Brook trout are easy to love. They’re beautiful, live in cool places, and in certain situations will smash your fly like it’s the first meal they’ve seen in months. They became my favorite fish to target on the fly when I first moved to Vermont, and over the next several years I greatly enjoyed fishing for them in all sorts of different places across New England. As my interest in native fish grew I began challenging myself a little more- not by catching certain sizes or numbers of fish, but by looking into questionable places in their native range that brook trout might still exist. By some unforeseen circumstances in the spring of 2020 I found myself back in my home state of New Jersey for a few weeks, and decided to try what I had yet to do- find a population of native brookies in the Garden State.
Part of the reason I had yet to see a brook trout in New Jersey was my fault- I had never tried to seek them out, and had grown too comfortable hitting the same rainbow and brown trout streams I had always fished when I was home. The other reason is that brookies in the state have been extirpated from a pretty big chunk of their native range. Despite being the official state fish, centuries of habitat degradation and stocking wiped native brook trout from everything but the cleanest, coldest headwater streams. Unless you were lucky enough to stumble upon one of the relatively few streams with exceptional water quality to have brook trout, you’d have to seek them out. Doing so would require going a bit out of the way, higher above any of the more popular Garden State trout fisheries.
My goal of catching an NJ brookie wasn’t exactly groundbreaking. Although their presence in the state has been greatly diminished, they can still be found naturally reproducing in a good amount of streams here. Personally, I wanted to find the fish somewhat close to my own home in the heavier populated northeastern area of the state. I felt it would mean more to me knowing that the fish were still able to persist in such an unfavorable area for the native char.
To start, I researched papers and electrofishing surveys carried out by the state. At their most vague, these reports gave me general areas and watersheds that supported wild trout. Occasionally, they would reveal where researchers had found a few brookies, and places to start my search. I pinned out streams of interest, their tributaries, and public access points on Google Maps. Then, the fun part- thoroughly exploring my top contenders in the hopes that at least one of them would hold what I was looking for.
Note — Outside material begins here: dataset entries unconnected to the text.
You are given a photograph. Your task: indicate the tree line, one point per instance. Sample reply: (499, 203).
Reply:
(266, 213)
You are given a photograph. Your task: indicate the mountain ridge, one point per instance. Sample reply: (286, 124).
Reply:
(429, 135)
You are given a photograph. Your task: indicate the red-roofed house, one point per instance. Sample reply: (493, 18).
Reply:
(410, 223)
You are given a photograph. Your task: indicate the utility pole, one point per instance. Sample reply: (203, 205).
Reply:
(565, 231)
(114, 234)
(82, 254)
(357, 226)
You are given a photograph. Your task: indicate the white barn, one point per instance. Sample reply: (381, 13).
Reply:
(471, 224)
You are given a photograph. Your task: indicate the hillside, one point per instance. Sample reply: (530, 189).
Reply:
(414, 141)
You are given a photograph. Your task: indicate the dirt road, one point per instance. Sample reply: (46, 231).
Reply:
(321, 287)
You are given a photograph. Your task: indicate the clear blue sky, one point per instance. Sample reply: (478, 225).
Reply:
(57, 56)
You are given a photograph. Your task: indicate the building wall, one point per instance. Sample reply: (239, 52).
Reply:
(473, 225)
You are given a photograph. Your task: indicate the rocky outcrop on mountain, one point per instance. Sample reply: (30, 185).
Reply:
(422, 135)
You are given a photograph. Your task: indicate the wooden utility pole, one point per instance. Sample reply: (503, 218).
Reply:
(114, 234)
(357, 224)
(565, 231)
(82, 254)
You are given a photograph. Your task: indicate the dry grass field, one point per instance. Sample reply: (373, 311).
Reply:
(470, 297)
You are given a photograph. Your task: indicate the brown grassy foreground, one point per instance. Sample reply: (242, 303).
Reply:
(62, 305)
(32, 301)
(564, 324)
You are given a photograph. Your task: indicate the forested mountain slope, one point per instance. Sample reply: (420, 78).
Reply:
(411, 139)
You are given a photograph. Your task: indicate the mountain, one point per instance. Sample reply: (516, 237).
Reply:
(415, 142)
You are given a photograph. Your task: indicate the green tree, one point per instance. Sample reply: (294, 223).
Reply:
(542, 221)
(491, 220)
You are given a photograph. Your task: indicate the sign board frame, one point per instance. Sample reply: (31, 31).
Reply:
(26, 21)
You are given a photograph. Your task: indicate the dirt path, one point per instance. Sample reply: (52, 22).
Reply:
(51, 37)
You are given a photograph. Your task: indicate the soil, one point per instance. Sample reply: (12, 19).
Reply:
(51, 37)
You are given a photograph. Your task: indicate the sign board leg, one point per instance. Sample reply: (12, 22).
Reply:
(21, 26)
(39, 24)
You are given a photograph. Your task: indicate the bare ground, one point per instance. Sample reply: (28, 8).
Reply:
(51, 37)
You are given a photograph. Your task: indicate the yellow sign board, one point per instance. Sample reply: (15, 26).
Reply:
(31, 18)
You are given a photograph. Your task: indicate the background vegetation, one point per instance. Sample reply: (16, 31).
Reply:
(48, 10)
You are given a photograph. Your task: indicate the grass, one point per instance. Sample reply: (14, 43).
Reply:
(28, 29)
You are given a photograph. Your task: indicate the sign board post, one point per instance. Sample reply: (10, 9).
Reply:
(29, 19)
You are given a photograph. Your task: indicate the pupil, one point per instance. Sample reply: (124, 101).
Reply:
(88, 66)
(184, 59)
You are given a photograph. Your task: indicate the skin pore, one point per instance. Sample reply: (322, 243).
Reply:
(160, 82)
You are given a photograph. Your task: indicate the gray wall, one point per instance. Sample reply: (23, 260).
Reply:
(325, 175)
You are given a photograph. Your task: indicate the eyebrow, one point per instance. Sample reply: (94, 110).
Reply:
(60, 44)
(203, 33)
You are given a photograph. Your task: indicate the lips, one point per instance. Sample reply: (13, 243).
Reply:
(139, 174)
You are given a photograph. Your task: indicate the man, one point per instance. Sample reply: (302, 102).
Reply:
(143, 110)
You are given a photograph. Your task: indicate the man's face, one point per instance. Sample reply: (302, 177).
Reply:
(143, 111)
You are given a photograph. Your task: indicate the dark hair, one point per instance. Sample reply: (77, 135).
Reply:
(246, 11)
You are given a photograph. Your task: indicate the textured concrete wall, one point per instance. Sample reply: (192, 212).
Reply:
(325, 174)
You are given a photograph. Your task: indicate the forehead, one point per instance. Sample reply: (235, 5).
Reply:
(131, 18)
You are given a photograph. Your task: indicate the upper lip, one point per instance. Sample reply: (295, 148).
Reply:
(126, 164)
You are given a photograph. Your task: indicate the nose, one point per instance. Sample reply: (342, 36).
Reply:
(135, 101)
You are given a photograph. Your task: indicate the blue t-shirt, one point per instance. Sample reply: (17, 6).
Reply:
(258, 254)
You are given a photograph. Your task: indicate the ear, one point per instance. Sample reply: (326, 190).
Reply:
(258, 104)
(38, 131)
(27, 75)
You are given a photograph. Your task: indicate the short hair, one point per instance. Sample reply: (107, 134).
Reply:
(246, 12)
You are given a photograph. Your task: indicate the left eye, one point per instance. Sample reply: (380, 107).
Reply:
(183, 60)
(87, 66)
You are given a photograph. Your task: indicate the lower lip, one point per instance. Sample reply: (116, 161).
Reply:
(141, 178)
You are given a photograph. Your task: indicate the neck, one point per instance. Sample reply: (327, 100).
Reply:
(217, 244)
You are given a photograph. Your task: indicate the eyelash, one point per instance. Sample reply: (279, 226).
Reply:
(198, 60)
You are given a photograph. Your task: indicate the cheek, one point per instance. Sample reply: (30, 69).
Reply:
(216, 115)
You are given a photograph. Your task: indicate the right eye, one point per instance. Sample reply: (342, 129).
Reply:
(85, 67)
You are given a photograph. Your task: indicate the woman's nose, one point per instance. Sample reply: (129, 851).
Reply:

Over the next few weeks I hit a number of streams, casting my net further and further from my home. I fished through neighborhood ditches, the backyards of people’s mansions, and steep forested cascades, anything that had credible reports of native brook trout in relatively recent years. Knowing the waters I had grown up around, I fished most of these streams with low expectations. To my surprise, these expectations were exceeded in a great deal of the waters that I scouted. I found plenty of wild trout in all sorts of weird places, sometimes in very high numbers. Most of the waters I explored were virtually unpressured, and a short dry dropper rig was all that was needed to find what was inhabiting these new creeks. Though fun, they weren’t the fish I was after. The first couple weeks of effort only yielded wild rainbows and browns, with the occasional stocked rainbow that had found its way up from wherever it had been planted.
My time in New Jersey was running out, but I continued to work through the last few unexplored streams in my general vicinity. Finally, in one particularly brush-choked creek, I flipped a familiar fish into my net. It was ridiculously tiny, even as far as the small stream fish I’d been catching went, but there was no mistaking what it was- my first NJ brookie. I was shocked that I had even managed to hook it, let alone finally accomplish my goal.
I began to explore other streams in the same drainage, and soon found a few other healthy brook trout populations. Besides the excitement of finally tracking these fish down, I had a lot of fun fishing the water types that I found them in. These streams were higher gradient than many of the other places I’d fished that month, and tumbled through boulder fields that formed tons of little plunge pools with eager fish.
So- what did I learn? It turns out that there’s a surprisingly high number of streams in the Garden State capable of sustaining naturally reproducing trout, regardless of species. I was even able to find a few creeks that had not been previously surveyed or mentioned by researchers that had healthy populations. The presence of any wild trout in these streams is an indicator of decent water quality, which was also a pleasant surprise given the long history of industrialization and urbanization in my area. And of course I found brook trout, my state’s native salmonid, alive and well close to home. It may not have been the crystal clear Green Mountain streams or the mighty tannin stained rivers of Maine that I had come to love as brookie habitat, but it felt right to finally cross paths with these fish near the waters I was from and had learned to fly fish on.
I’ve found that with most things fly fishing, we end up getting more out of a trip than we expected. What may have started as a simple goal of catching fish may end with new friends, the beginnings of a tradition, or a much needed reconnection with our natural world. For me, the hometown brookie mission introduced me to waters in my state I had no idea existed, a couple of which have become go-to spots the last few years I’ve visited Jersey. It was also a great way to get back to my roots, exploring some familiar areas during what was such an uncertain time for our world and country.